In the boundary condition $$ \frac{\partial {V_{above}}}{\partial {n}}-\frac{\partial {V_{below}}}{\partial {n}}=-\frac{\sigma}{\epsilon_0} $$ you have $V_{above}=0$ and the normal points in the $y$ direction. $$ \sigma=\epsilon_0\frac{\partial {V}}{\partial {y}} $$
Summary: just replace $\sigma$ with $\lambda$ and everything's the same otherwise.
In 2-D, the integral form of Gauss's Law is still $$ \frac{Q_\text{enc}}{\epsilon_0} = \oint \vec{E} \cdot d\vec{a}. $$ but now the integral is over a closed loop (rather than a surface, with $d\vec{a}$ and $Q_\text{enc}$ refers to the charge enclosed in an area (not a volume).

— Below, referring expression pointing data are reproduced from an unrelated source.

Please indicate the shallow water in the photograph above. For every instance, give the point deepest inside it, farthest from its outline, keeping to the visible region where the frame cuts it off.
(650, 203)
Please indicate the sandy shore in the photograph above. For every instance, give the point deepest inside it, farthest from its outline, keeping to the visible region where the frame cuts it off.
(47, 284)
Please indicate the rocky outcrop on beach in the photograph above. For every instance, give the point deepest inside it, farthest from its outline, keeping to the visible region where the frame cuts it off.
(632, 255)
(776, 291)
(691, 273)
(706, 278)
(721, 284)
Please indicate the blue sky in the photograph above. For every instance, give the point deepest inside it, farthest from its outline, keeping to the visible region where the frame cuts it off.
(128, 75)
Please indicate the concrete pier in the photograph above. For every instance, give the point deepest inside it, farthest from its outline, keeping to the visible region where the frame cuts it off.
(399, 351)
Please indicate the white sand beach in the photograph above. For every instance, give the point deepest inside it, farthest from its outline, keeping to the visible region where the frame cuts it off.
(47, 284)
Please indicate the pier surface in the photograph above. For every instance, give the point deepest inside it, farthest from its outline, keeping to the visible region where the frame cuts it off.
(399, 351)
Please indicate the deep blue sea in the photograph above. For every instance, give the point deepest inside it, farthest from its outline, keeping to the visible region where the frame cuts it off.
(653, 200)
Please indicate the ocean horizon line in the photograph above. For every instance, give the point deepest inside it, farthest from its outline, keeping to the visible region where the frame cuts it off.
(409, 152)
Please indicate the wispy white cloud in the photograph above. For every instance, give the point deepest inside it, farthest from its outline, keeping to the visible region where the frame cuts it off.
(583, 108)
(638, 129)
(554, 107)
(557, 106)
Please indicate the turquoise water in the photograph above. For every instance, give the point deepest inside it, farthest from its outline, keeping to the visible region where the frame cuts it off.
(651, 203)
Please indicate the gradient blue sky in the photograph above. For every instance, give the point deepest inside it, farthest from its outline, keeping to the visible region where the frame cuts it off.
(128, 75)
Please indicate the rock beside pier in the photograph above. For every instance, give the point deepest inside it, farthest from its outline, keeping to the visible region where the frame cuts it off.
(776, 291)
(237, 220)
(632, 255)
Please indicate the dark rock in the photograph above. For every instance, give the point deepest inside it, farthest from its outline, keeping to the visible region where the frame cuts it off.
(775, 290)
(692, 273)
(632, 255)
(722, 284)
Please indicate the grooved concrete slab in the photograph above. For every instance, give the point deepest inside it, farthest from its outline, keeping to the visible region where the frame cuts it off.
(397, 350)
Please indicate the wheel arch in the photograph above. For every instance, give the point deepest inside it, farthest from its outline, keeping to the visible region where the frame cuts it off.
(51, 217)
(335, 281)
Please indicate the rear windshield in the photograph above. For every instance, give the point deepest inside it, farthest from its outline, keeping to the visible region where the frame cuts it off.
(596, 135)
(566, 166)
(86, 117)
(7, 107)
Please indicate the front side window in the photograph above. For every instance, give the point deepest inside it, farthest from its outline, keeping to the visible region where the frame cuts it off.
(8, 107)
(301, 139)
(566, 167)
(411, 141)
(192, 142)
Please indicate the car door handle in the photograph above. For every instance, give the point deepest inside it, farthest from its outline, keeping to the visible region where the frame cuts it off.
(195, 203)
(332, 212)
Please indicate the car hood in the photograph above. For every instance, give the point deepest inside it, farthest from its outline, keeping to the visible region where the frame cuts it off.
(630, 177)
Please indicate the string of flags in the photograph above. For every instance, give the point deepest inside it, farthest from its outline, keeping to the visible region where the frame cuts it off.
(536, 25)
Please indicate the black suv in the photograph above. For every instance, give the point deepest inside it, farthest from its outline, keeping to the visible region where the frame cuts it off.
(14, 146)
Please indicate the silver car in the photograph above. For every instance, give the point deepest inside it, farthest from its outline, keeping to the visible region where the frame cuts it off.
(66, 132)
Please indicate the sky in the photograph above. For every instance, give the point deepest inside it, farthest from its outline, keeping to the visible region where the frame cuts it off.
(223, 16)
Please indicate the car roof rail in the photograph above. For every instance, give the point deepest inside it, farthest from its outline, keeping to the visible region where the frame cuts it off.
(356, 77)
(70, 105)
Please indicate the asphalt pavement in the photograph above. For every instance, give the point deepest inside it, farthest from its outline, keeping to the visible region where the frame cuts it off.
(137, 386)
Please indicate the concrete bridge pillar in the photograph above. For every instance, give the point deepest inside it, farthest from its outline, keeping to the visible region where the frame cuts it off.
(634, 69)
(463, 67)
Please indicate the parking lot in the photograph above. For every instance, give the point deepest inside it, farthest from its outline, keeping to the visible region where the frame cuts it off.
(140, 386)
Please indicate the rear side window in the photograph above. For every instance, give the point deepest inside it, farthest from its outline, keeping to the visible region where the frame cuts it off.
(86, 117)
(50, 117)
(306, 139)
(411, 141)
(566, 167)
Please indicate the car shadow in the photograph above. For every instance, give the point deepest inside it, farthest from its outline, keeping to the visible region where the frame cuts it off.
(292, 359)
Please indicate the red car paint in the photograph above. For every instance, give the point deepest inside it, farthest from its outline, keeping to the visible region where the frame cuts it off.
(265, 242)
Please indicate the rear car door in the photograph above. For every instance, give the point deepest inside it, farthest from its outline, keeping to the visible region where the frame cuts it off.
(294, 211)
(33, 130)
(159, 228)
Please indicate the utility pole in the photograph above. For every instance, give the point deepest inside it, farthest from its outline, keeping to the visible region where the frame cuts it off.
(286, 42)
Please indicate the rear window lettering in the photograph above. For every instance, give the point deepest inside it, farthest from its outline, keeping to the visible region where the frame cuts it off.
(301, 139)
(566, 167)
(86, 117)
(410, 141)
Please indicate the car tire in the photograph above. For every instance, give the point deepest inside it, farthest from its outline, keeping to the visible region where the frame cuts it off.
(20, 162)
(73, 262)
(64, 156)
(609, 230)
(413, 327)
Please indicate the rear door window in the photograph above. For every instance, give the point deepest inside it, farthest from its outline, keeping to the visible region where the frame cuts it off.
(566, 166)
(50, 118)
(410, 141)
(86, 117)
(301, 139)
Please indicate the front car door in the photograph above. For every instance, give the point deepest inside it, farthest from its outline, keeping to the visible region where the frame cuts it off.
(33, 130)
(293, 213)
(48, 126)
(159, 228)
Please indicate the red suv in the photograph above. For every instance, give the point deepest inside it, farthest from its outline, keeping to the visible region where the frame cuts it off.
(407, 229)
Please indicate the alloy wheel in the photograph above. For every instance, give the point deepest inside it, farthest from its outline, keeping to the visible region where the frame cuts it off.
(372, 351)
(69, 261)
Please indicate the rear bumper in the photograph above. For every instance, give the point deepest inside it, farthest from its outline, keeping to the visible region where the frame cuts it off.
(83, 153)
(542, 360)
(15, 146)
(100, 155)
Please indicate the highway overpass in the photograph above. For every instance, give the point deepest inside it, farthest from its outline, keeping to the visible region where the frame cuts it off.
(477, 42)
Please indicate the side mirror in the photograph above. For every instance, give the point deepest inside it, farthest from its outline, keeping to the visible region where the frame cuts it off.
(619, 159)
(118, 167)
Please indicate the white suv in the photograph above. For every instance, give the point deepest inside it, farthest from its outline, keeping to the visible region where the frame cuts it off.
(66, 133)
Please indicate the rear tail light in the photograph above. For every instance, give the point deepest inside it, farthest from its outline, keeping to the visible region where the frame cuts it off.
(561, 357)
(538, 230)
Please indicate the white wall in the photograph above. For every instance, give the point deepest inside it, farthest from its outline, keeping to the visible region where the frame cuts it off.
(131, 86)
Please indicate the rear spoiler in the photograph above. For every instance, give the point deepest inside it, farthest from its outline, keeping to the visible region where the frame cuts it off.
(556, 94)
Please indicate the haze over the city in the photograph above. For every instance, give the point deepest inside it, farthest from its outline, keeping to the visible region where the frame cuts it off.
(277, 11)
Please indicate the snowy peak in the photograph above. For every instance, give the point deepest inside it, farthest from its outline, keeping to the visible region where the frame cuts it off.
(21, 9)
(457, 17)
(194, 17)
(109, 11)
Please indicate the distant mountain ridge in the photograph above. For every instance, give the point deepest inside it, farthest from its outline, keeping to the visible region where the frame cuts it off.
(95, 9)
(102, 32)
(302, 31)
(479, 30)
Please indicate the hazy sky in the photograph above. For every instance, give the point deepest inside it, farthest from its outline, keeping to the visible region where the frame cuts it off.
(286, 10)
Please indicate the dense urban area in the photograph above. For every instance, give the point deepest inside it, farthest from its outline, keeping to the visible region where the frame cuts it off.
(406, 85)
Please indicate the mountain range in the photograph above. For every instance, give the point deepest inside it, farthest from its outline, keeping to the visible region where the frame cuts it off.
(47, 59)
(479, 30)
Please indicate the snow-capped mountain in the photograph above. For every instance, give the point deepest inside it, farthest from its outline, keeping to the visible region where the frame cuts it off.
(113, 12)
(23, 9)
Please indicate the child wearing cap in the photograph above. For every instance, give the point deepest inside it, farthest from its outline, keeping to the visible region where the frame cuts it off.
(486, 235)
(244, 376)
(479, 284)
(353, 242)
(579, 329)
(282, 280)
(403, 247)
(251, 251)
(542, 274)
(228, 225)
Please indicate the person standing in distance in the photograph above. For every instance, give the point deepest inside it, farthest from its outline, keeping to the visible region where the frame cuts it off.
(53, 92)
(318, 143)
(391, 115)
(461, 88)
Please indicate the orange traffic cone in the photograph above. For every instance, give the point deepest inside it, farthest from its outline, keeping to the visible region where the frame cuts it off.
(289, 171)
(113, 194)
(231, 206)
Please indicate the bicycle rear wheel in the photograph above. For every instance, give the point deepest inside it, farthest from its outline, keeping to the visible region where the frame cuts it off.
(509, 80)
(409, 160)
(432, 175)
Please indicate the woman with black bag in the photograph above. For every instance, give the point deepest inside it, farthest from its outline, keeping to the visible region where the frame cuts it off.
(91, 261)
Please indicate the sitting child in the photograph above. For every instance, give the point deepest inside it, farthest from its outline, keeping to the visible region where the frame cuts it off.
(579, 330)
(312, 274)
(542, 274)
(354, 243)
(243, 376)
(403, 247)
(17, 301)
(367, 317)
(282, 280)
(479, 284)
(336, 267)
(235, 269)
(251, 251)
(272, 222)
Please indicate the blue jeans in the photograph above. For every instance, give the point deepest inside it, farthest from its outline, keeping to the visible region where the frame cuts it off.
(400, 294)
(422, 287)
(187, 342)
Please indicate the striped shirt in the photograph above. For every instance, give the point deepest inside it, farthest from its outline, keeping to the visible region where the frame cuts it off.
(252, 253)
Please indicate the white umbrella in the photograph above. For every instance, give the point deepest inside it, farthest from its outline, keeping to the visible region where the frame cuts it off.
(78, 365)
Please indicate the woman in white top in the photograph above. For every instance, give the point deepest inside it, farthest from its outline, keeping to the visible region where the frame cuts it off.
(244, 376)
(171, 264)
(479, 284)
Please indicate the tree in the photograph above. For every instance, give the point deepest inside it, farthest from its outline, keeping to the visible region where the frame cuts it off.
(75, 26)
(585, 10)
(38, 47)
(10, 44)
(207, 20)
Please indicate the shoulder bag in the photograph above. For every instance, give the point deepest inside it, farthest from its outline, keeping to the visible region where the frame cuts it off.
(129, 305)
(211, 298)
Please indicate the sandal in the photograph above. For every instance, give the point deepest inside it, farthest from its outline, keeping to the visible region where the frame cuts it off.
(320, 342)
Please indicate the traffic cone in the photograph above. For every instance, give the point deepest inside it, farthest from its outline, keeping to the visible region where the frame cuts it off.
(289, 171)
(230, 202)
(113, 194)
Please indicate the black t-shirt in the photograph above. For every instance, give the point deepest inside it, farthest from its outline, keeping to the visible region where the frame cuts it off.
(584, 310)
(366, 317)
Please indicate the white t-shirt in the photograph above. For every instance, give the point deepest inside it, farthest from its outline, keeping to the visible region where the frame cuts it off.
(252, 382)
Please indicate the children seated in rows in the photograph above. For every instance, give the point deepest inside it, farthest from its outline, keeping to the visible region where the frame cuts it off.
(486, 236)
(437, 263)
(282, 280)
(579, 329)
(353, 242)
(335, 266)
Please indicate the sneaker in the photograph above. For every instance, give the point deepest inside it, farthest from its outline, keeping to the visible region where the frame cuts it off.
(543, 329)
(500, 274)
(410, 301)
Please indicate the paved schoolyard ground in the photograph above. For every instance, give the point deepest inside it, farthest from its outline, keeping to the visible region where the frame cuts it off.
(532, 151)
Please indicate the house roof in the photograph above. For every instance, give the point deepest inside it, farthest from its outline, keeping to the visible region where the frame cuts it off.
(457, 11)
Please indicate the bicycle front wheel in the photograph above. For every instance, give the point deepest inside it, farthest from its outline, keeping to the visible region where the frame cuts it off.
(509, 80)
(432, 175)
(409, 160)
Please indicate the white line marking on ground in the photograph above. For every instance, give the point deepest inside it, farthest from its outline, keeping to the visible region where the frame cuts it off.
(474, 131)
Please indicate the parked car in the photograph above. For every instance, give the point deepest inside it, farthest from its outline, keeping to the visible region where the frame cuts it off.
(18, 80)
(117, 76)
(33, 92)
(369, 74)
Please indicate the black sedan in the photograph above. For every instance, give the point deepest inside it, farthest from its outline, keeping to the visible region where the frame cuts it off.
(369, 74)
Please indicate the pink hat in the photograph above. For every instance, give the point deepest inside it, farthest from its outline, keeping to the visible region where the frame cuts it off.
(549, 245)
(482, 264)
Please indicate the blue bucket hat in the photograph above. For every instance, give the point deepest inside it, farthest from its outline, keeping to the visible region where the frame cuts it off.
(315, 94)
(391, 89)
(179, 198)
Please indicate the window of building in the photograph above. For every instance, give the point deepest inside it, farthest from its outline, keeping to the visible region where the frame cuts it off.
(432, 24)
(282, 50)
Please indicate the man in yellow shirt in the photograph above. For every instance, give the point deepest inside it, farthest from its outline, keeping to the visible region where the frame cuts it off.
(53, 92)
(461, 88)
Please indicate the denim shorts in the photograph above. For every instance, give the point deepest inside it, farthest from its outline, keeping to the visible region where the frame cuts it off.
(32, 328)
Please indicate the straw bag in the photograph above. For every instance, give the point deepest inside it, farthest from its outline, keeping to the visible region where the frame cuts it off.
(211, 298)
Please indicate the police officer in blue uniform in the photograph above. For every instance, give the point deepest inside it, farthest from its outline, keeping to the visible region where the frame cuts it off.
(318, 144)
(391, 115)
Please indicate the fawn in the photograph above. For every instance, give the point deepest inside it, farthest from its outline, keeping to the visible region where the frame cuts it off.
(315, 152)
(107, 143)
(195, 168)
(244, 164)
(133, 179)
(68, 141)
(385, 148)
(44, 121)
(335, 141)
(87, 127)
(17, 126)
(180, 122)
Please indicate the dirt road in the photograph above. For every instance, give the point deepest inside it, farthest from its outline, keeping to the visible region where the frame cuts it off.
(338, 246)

To figure out how this relates to the discontinuity in $V$ at a boundary, we imagine taking as our integration volume a narrow rectangle, with two longer sides of length $\ell$ running parallel to the the boundary at a distance $\pm \epsilon$ inside & outside, and two short sides connecting the ends of the longer sides. In other words, we take the 2D analog of a "Gaussian pillbox". By the same logic as in the 3D case, we have $$ \frac{\lambda \ell}{\epsilon_0} = \ell(\vec{E}_1 \cdot \vec{n}) - \ell (\vec{E}_2 \cdot {n}) $$ where $\hat{n}$ is a unit normal pointing from region 2 into region 1. The factors of $\ell$ cancel, and since we have $\vec{E}_1 \cdot \hat{n} = - \partial V_1/\partial n$, we conclude that $$ - \frac{\lambda}{\epsilon_0} = \frac{\partial V_1}{\partial n} - \frac{\partial V_2}{\partial n}, $$ just as we would expect from naïvely replacing $\sigma \to \lambda$.